I think i'm up to speed now although i'm not sure why Ozzy Osbourne is on the front of a newspaper making the number 1 sign, unless the country has gone mad and he has a song at number 1.
I see. Yep, Britain is officially bonkers.

8 comments:

Cheezy said...

It's the whole album at #1!... 43 years after their last #1 album!

Sabbaaaaaaath! :->

Go anywhere nice?

Lucy said...

Is it a new album or a greatest hits collection?

We went to Amesbury, hippy and druid spotting but a week too early.

Anonymous said...

apparently the americans don't agree with you that the president of iran is none of their business. since the prior iranian president openly addimitted to wanting to obliterate a US ally, i'd argue that the president of iran is american business. likewise, the american president is iranian business...

q

Anonymous said...

i often remind executives that some problems can't be solved (the consequences are too bitter to pursue). syria, the whole middle east, fall into the category of unsolvable for the west. all you can do is manage the situation. thus, you partner with enemies, snub acquaintances, and on rare occasions change allies.

q

Lucy said...

I guess you are referring to the speech where Ahmadinejad never actually used the words 'map' 'wipe out' or even 'Israel'. That misquote sure did get some mileage. Did the job of demonising him very well though.

Anonymous said...

I suppose that techncially you are correct. here is what I think he said...

In July 2012, ahead of Qods Day, Ahmdainejad said that "any freedom lover and justice seeker in the world must do its best for the annihilation of the Zionist regime in order to pave the path for the establishment of justice and freedom in the world," and that the ultimate objective of world forces must be the annihilation of the "Zionist regime".

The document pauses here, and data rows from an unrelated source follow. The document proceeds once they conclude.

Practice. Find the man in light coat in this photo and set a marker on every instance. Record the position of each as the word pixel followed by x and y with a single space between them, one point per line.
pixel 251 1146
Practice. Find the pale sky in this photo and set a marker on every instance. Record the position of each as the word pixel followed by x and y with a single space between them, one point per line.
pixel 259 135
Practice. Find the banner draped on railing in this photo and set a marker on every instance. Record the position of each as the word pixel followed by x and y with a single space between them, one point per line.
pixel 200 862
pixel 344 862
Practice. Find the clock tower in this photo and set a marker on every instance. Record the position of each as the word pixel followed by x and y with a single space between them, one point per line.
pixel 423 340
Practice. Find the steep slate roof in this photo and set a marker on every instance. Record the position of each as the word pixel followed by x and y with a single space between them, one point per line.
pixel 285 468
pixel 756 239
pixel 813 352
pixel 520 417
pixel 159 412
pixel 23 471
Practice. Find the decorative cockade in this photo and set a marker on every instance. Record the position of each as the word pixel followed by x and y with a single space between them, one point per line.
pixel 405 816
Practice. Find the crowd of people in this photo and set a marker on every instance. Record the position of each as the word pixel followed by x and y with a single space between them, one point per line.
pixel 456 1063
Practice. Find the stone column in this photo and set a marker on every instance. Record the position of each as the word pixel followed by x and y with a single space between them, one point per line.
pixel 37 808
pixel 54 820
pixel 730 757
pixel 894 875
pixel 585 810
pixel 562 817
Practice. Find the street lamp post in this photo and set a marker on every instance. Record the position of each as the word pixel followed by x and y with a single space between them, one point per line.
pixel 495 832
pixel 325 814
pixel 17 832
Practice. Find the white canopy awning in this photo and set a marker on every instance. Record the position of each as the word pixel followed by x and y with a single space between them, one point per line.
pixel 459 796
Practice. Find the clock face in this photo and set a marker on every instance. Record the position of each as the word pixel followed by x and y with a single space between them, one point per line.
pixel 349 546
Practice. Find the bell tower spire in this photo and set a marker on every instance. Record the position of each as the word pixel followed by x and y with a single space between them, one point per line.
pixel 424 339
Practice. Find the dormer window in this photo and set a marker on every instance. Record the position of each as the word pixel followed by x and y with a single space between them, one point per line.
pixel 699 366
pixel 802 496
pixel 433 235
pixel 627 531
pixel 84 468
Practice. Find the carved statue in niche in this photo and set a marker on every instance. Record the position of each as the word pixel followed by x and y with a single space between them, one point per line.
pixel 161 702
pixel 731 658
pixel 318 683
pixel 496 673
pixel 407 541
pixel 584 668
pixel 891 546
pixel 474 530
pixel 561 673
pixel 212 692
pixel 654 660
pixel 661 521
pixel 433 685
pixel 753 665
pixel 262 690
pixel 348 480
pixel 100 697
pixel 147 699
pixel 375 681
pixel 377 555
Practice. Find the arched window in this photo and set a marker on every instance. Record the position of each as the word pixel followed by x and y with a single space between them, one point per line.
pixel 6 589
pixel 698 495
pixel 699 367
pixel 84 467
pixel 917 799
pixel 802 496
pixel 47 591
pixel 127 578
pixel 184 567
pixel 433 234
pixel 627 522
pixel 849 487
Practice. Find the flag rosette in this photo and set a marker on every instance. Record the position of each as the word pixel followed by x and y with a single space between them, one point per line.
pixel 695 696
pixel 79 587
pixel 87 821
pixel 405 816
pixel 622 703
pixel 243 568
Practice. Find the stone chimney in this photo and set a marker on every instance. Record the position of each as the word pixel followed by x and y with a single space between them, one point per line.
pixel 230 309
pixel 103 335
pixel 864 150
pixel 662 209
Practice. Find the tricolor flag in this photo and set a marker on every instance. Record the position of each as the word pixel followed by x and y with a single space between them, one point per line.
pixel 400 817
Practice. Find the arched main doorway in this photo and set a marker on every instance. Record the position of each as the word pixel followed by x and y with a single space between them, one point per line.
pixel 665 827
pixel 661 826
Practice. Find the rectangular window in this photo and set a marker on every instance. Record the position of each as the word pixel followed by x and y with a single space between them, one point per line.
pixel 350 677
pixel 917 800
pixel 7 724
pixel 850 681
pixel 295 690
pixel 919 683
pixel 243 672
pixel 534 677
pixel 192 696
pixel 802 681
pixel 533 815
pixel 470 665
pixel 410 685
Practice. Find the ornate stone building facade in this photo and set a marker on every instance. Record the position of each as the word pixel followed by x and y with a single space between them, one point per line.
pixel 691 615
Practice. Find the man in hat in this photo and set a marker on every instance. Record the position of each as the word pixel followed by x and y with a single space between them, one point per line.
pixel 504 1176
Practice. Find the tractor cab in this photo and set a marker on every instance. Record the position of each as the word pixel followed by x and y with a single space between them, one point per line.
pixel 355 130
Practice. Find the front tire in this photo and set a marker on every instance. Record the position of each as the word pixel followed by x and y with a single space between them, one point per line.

people being technical is what politicians count on. i think it naive to ignor the message behind the message...

q

Lucy said...

And the fact that he was quoting what the Ayatollah Khomeini once said.

Cheezy said...

I never doubted that Ahmadinejad was a bit of a pillock, but his actual influence on Iranian policy was always vastly overstated in the west (often deliberately, for political/strategic reasons). He was nothing like 'Iran's Gaddafi'.